It takes performers with special talents to tackle classical and pop music while sweating, swatting mosquitoes and executing hip-hop dance moves.
"Rodolfo [Nieto] has an aria and he has to accompany himself on guitar" said Taous Khazem, director of this year's Pickup Truck Opera, a take on Wolfgang Amadeus Mozart's "The Magic Flute." And I'm like, 'What can Joni [Griffith] not do?' She's singing, playing violin with the pit, dancing and also wearing a mask."
It's all in a show now traveling the state, performing outdoors with little more than a truck for a set, some costumes and the imaginations of the company and audience.
The "Magic Flute" story is famously nonsensical but Mixed Precipitation's adaptation looks at the challenges facing schools and how tech giants poach their talent.

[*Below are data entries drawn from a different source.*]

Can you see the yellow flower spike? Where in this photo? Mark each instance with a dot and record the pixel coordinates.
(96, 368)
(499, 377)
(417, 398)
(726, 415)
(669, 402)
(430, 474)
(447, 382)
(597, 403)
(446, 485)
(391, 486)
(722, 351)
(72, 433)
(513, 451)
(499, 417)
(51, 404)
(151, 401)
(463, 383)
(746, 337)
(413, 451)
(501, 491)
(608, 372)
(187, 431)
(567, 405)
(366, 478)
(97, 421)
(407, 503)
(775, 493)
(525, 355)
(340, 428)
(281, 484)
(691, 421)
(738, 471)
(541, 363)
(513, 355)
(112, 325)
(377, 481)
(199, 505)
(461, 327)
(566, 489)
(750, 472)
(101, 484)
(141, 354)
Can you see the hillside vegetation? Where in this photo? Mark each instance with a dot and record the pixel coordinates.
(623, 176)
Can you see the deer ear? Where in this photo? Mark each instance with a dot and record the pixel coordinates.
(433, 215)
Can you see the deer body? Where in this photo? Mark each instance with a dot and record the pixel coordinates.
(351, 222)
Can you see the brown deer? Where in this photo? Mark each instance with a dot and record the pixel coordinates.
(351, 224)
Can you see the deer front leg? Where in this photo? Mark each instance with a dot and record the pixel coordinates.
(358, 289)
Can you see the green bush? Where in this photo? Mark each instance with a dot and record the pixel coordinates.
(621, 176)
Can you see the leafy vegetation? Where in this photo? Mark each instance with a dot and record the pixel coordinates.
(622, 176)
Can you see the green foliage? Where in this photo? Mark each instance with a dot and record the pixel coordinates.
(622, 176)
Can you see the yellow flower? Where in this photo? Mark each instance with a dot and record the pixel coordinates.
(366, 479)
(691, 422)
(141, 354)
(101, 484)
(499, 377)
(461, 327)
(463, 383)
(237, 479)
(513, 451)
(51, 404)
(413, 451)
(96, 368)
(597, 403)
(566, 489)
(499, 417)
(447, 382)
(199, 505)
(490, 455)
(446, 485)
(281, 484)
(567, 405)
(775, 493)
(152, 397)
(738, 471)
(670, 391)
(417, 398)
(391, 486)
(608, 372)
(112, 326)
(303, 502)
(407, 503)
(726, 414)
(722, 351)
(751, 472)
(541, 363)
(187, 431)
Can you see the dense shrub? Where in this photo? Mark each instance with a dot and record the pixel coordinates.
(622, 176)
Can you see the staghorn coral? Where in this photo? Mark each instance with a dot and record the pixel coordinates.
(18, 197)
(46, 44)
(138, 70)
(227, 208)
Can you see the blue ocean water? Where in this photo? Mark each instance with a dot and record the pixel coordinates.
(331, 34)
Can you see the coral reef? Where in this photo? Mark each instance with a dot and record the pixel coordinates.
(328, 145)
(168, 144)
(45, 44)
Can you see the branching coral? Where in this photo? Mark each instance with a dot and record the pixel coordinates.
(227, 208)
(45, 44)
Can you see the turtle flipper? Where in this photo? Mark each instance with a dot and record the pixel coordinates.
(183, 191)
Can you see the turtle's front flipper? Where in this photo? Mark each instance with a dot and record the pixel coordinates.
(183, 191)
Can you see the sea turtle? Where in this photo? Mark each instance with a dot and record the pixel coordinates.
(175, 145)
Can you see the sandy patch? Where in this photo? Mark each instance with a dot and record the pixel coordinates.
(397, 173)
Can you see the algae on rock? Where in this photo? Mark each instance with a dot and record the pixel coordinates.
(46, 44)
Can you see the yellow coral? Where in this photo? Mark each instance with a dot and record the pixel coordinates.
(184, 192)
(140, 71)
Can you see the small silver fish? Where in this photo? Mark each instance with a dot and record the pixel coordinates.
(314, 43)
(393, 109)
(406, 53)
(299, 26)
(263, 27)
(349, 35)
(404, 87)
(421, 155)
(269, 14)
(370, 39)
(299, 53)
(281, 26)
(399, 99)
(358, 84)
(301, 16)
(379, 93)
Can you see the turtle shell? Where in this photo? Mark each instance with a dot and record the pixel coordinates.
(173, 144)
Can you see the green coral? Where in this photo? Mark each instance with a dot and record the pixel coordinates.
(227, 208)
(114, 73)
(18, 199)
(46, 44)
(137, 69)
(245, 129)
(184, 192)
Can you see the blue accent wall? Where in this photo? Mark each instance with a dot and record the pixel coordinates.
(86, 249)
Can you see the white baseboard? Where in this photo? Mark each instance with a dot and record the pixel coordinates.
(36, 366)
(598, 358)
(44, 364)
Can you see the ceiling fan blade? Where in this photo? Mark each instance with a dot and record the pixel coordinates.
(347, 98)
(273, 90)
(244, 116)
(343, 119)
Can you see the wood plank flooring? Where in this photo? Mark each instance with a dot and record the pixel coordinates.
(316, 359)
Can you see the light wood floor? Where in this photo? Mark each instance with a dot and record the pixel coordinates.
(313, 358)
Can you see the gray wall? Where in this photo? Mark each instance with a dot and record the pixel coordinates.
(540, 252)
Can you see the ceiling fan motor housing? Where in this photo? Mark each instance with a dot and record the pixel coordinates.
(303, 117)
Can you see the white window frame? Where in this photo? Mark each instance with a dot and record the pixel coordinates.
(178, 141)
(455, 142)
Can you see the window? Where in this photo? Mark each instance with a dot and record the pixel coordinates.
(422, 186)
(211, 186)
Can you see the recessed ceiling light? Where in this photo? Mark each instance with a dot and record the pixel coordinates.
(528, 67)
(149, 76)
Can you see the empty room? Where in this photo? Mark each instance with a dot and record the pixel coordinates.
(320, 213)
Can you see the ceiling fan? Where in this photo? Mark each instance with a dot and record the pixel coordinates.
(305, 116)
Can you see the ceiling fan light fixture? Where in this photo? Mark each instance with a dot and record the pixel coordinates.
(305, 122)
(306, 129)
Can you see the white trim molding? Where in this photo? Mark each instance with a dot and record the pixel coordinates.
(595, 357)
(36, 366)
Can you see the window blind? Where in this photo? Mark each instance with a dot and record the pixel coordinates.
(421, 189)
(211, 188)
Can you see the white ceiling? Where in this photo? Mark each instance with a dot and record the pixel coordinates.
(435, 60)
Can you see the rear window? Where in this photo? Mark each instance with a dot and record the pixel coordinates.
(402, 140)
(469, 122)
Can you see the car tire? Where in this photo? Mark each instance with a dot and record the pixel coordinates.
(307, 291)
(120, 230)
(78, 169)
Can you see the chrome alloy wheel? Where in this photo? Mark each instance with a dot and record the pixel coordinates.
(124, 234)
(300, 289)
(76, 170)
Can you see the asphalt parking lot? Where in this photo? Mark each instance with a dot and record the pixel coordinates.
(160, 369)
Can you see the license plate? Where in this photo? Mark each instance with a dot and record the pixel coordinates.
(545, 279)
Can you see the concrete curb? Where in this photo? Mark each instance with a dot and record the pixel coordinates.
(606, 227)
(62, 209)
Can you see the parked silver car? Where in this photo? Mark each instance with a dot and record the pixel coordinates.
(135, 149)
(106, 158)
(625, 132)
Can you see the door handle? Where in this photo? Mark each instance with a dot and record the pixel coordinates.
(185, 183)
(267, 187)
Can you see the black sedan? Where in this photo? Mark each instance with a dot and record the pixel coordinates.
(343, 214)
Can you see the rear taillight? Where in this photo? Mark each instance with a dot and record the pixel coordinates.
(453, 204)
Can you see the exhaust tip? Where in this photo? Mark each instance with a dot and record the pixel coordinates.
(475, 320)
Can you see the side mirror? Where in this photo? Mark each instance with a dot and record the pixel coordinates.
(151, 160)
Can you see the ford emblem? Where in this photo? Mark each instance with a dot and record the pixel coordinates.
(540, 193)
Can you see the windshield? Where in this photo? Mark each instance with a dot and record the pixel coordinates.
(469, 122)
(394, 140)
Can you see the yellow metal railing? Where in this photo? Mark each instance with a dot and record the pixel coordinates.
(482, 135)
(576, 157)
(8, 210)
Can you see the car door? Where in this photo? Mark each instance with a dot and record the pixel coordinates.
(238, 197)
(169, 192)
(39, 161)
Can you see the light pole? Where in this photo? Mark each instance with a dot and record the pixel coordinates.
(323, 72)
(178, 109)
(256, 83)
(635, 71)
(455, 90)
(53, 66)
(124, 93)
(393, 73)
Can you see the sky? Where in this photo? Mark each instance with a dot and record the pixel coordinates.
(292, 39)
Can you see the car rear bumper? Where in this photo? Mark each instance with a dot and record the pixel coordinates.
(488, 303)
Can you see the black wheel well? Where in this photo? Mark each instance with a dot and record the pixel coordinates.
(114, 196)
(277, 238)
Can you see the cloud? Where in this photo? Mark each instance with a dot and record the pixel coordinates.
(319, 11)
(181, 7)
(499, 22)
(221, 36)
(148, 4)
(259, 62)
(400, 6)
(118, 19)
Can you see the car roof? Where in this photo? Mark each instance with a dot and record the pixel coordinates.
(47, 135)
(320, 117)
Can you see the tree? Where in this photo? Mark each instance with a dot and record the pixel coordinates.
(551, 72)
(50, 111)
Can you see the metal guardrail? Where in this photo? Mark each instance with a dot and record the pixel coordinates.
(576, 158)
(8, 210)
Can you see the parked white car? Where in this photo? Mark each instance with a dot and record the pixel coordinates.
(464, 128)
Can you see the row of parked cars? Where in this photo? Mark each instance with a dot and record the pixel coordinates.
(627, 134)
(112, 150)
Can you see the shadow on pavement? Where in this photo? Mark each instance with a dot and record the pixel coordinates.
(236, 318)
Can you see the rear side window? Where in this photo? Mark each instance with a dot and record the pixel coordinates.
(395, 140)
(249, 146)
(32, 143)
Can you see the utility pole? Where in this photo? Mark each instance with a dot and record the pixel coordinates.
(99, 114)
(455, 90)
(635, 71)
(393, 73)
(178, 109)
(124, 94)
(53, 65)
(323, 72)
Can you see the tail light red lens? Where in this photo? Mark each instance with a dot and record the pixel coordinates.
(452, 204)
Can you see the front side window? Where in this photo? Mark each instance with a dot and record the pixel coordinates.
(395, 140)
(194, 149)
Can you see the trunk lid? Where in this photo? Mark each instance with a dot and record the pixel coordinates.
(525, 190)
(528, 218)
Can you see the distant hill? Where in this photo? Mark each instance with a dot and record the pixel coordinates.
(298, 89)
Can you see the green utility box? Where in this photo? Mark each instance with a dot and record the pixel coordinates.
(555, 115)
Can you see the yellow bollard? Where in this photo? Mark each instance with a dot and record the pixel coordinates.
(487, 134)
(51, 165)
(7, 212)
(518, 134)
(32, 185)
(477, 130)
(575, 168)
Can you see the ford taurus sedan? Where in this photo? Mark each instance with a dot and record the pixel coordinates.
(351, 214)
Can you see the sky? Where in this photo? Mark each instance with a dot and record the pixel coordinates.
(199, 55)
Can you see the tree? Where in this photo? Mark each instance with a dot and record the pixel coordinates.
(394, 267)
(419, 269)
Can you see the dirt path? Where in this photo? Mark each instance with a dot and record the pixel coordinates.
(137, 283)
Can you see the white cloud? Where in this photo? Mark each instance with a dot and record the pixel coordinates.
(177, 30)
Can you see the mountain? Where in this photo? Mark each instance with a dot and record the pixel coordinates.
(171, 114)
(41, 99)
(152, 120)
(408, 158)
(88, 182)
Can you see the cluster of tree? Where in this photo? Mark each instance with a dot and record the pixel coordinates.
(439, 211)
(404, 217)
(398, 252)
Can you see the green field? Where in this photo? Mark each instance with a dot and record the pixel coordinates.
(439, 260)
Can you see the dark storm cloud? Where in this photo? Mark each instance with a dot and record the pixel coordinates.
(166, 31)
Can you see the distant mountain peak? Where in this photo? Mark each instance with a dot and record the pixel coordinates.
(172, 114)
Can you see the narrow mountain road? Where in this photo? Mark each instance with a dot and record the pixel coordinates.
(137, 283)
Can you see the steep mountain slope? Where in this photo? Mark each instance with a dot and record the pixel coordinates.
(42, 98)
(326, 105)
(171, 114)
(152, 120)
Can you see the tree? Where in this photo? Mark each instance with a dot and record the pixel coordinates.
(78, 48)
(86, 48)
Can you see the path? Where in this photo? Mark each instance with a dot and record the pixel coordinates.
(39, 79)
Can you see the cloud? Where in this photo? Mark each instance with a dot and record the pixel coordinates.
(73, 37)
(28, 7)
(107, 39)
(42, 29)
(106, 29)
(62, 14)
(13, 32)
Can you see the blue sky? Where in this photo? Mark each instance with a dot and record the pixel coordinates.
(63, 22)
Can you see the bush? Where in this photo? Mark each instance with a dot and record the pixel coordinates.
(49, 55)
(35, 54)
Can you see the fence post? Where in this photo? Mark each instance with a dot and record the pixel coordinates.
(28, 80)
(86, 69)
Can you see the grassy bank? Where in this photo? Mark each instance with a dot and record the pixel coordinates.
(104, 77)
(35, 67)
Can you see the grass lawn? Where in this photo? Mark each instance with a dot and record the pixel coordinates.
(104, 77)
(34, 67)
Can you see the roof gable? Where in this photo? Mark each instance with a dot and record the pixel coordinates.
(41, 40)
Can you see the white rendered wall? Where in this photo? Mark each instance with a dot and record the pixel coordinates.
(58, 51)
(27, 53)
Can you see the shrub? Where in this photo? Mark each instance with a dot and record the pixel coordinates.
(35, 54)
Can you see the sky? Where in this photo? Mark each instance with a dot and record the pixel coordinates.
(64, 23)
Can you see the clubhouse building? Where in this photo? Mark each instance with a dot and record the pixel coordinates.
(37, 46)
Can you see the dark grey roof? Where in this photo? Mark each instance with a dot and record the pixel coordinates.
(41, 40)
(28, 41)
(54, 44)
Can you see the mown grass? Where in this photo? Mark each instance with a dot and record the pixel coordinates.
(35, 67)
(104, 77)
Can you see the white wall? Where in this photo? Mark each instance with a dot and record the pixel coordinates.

"In the original, this guy Tamino [Roland Hawkins] is attacked by a dragon and saved by these three women. In ours, the women who save him are vice principals of the Strange Land Middle School. And Papageno [Loki Graham and Nick Miller alternate], in the original a bird catcher, is the janitor who has to catch birds in the school because they're so underfunded that birds fly through holes in the ceiling," Khazem said.
The story has never been the most important part of "The Magic Flute," so no need to get hung up on it. As is its wont, Mixed Precipitation mixes opera with hits from a particular era — the '90s, when "Flute" is set — to create something entirely new.